Multi-machine: Point paths at Syncthing-shared directories. A dedicated server runs the staging watcher and generates embeddings; workstations sync the corpus and query it. See docs/multi-machine.md.
# Ingest documents
grounding ./input-dir ./output-dir [options]
--chunk-size 1200 # Characters per chunk (default: 1200)
--chunk-overlap 150 # Overlap between chunks (default: 150)
--parser marker # Parser: unstructured or marker
--ocr auto # OCR: auto, on, or off
--collections sci,math # Collection tags (comma-separated)

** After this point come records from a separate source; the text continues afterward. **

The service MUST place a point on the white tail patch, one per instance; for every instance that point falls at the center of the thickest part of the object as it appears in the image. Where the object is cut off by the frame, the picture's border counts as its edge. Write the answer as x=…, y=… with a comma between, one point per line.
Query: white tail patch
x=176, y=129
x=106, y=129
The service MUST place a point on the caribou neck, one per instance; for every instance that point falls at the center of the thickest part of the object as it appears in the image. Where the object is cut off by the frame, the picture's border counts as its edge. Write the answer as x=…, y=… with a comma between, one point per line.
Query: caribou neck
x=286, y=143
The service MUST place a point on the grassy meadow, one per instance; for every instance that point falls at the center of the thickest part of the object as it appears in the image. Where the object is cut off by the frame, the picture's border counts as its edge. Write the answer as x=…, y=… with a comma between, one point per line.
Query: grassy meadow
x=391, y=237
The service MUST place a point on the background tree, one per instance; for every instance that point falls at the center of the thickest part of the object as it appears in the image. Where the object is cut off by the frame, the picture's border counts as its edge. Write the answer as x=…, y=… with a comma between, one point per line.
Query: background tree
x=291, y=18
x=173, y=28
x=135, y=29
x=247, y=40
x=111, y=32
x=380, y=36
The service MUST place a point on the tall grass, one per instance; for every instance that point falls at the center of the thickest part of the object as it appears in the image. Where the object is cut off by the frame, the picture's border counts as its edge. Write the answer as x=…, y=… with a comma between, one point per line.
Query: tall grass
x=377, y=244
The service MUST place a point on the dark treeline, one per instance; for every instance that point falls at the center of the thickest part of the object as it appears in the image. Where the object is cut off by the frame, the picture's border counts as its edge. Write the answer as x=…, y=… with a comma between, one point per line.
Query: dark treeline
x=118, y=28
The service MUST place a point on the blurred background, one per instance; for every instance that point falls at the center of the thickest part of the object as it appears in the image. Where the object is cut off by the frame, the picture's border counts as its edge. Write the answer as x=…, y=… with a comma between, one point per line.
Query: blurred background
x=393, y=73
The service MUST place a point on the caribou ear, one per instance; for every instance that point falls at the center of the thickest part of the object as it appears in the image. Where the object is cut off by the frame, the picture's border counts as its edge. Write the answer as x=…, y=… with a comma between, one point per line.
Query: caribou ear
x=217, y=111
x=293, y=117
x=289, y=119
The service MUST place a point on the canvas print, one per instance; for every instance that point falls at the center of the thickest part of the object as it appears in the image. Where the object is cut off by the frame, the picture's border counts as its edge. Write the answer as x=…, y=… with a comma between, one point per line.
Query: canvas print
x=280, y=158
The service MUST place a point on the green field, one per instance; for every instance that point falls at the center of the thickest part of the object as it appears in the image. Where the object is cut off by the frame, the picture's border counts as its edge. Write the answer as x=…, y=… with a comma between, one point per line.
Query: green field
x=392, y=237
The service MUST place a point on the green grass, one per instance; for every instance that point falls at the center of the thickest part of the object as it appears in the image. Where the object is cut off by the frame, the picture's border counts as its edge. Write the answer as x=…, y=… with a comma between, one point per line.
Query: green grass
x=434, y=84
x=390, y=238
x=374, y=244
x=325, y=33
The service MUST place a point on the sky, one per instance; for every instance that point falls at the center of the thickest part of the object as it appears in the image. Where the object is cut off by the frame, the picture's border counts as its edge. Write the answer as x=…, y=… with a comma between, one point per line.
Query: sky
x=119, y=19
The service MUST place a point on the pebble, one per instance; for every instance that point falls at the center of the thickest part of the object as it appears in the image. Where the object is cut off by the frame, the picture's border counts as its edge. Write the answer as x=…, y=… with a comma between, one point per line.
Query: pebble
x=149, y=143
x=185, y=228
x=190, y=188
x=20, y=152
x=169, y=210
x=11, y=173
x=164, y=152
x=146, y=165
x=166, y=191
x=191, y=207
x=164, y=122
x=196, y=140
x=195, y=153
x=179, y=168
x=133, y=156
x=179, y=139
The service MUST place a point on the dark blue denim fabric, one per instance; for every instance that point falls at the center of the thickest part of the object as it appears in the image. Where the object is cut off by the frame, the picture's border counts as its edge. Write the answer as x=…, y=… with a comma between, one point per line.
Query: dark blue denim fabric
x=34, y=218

--dry-run # Preview without writing
--verbose # Debug logging
# Agent management
grounding agents list --agents-dir ./agents
grounding agents show scientist --agents-dir ./agents
# Embedding generation
grounding embeddings --agent scientist --corpus ./corpus
grounding embeddings --agent scientist --corpus ./corpus --incremental
grounding embeddings --agent scientist --corpus ./corpus --check
For continuous ingestion, run the staging watcher: drop a document into your staging folder and it's automatically parsed, chunked, hashed, moved to originals/, and (optionally) added to affected agents' embedding indexes.
Requirements:
inotify-tools (sudo apt install inotify-tools)fswatch (brew install fswatch) — the shipped script uses inotifywait; macOS users typically wrap it with fswatch or run the watcher inside a Linux VM/containerRun manually:
export STAGING_DIR=./staging
export CORPUS_DIR=./corpus
export ORIGINALS_DIR=./originals
export SKIPPED_DIR=./skipped
export AGENTS_DIR=./agents
export EMBEDDINGS_DIR=./embeddings
export AUTO_EMBEDDINGS=true
export LOG_FILE=./watcher.log
./scripts/staging-watcher.sh
Then drop documents into a collection subfolder:
mkdir -p staging/science
cp ~/Downloads/paper.pdf staging/science/
# Watcher logs show: parsing → chunking → hashing → embeddings update
Processing rules:
| Source location | Collection tag | Destination after processing |
|---|---|---|
staging/science/paper.pdf |
science |
corpus/<slug>/, original → originals/science/ |
staging/biology/book.epub |
biology |
corpus/<slug>/, original → originals/biology/ |
| Scanned PDF (no text yield) | — | moved to skipped/<collection>/ |
When AUTO_EMBEDDINGS=true, every ingested document triggers incremental embedding updates for each agent whose corpus_filter.collections matches the document's collection.
# Copy the sample unit file and edit the paths
cp scripts/grounding-watcher.service.example ~/.config/systemd/user/grounding-watcher.service
# Edit Environment= lines to point at your directories
systemctl --user daemon-reload
systemctl --user enable --now grounding-watcher
journalctl --user -u grounding-watcher -f # follow logs
Point the watcher's paths at Syncthing-shared directories and run it on a dedicated ingestion server. Workstations sync corpus and embeddings and never run the watcher themselves. See docs/multi-machine.md.
Once you have an agent with embeddings, there are two ways to query its corpus. Both run entirely locally -- no cloud APIs, no telemetry.
Ground a local LLM in your corpus using scripts/local_rag.py. The script loads your agent's persona, retrieves relevant chunks from its FAISS index, and feeds them to the LLM as context.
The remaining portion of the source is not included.